Broadcom buys VisionTech for $800 mln in shares

Israeli company VisionTech makes chips for compression of video, voice and data for the home entertainment and broadband communications market. Founders Amir Morad and Leonid Yavitz own 25% of the shares; employees hold another 10%, plus options.

Israeli company VisionTech has been acquired by the US chip giant Broadcom. Under the terms of the agreement, Broadcom is buying all of VisionTech’s assets and obligations in return for 8 million Broadcom shares, worth $800 million on the stock exchange today, following Broadcom’s 16.7% fall yesterday to $97.5.

VisionTech’s employees and assets will be transferred to the new company, to be called Broadcom-Israel, which will managed by VisionTech general manager Amir Morad. The main beneficiaries of the deal are expected to be the company’s shareholders: the founders (25%); strategic investors including Sega and the Japanese CSK concern (40%), private Israeli, Japanese and US investors; Israeli venture capital company Vertex (3%); and company employees (10%, plus options).

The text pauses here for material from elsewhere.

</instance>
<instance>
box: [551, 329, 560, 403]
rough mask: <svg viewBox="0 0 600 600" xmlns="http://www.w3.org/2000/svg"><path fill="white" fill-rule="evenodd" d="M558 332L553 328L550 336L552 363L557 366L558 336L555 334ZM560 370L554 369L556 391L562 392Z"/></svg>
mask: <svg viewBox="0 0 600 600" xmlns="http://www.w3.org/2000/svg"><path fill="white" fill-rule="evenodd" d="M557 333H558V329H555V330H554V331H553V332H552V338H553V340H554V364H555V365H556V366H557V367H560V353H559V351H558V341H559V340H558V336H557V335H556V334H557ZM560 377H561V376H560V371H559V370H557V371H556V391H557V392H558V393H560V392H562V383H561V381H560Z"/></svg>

VisionTech was founded at the end of 1996 by Amir Morad and Leonid Yavitz, two Technion graduates. The company develops and manufactures next generation video and audio compression and deployment chips for household electric appliances, Internet networks and broadband communications. VisionTech’s Kfir chip compresses and decodes video, audio and data signals for cable and satellite converter, video and personal video receiver applications.

Morad says that VisionTech will become a regional business and R&D center for Broadcom international. It will develop broadband communications products and locate other investment, acquisition and merger opportunities among Israeli start-ups. “Broadcom-Israel will need all of VisionTech’s employees and more,” said Morad.